The world has changed. It is getting harder to keep up; people are moving faster than brands. Being the largest and oldest brand used to guarantee continued success. No one got fired for buying IBM and Eastman Kodak not only had a gold logo, it was the gold standard of blue-chip stocks to invest in. We are in a new world with new priorities. In addition to capturing huge investments and valuations, upstarts like GoPro, Uber, and SpaceX have captured public imagination. Brands that are valuable today aren’t necessarily valuable tomorrow, and brands that no one had heard of five years ago have become worth more than those that have been around for decades.
Given this climate of change, existing brand equity measures are outdated. New brand metrics are needed. It’s not enough that a brand was strong or performed well in the past. While that may be the case, today these indicators are less likely to drive future success. We need new indicators that capture how agile companies are and how responsive they are to consumer needs and changing market conditions. The degree to which they create innovative new products and services.

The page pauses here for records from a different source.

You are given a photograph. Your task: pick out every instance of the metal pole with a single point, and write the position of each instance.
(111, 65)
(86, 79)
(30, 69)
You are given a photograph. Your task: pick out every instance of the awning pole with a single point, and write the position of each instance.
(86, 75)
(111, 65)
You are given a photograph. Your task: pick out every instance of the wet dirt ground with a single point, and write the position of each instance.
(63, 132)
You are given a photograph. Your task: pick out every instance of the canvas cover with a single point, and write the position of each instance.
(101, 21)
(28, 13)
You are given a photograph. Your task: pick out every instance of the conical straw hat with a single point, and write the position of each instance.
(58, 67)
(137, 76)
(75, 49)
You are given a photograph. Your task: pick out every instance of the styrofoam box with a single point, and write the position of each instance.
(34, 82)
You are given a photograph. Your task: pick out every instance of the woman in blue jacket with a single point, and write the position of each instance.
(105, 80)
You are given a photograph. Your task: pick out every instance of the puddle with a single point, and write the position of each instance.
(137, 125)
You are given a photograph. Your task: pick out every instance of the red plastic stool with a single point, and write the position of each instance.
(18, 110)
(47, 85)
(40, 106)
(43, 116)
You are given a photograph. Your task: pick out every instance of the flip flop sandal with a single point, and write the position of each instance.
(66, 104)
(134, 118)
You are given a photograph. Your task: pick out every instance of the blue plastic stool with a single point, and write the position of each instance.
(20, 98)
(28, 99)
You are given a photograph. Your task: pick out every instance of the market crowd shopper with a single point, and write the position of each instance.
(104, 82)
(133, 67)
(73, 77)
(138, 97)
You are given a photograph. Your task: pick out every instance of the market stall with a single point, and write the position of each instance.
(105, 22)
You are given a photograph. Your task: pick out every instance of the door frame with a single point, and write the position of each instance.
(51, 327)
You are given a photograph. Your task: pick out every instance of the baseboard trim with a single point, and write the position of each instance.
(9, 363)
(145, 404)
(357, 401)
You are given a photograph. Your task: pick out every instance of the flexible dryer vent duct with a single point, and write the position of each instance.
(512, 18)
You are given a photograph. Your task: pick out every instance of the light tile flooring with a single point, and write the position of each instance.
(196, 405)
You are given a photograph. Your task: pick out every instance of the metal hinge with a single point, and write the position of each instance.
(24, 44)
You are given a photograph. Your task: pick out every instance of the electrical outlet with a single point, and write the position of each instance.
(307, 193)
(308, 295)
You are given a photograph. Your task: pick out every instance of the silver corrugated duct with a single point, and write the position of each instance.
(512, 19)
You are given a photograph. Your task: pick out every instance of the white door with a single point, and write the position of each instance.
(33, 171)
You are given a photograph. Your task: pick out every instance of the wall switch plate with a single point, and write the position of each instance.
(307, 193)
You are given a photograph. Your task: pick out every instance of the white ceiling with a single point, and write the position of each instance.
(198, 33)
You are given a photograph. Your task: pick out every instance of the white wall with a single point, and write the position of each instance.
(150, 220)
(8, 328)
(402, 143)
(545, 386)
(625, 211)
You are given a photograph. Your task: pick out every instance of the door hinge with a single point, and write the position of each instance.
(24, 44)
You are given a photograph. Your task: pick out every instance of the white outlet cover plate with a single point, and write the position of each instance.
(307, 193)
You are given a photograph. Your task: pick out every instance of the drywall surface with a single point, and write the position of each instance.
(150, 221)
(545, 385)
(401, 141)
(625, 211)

The D100 fills this need. IPG Mediabrands, in partnership with Jonah Berger, Associate Professor at The Wharton School of University of Pennsylvania and New York Times best-selling author, launches the D100 (Dynamic 100), a list identifying the world’s 100 most dynamic brands. Brands are ranked using their dynamic score, a new world measure we’ve developed after extensive study and research. The score is calculated by assessing brands against four critical and equally weighted dimensions – agility, responsiveness, innovation, and sociability. Importantly, we have proven there is a direct relationship between a brand’s dynamic score and its future momentum and revenue growth.
To construct the D100, we surveyed over ten thousand consumers across the world and collected data for over a thousand brands. In addition to the D100, or 100 most dynamic global brands, we indexed the most dynamic brands across key markets, as well as the most dynamic brands in a number of industry verticals.
The results not only help brands see how they stack up relative to their competition but, identifies geographic regions and dimensions that can be improved upon. Some brands may be quite dynamic, for example, and have low awareness in certain countries. Others may be seen as innovative but lag in their responsiveness. Brands are considered dynamic when consumers perceive them as innovative, agile, and responsive.
A new world. A new way. Welcome to the D100.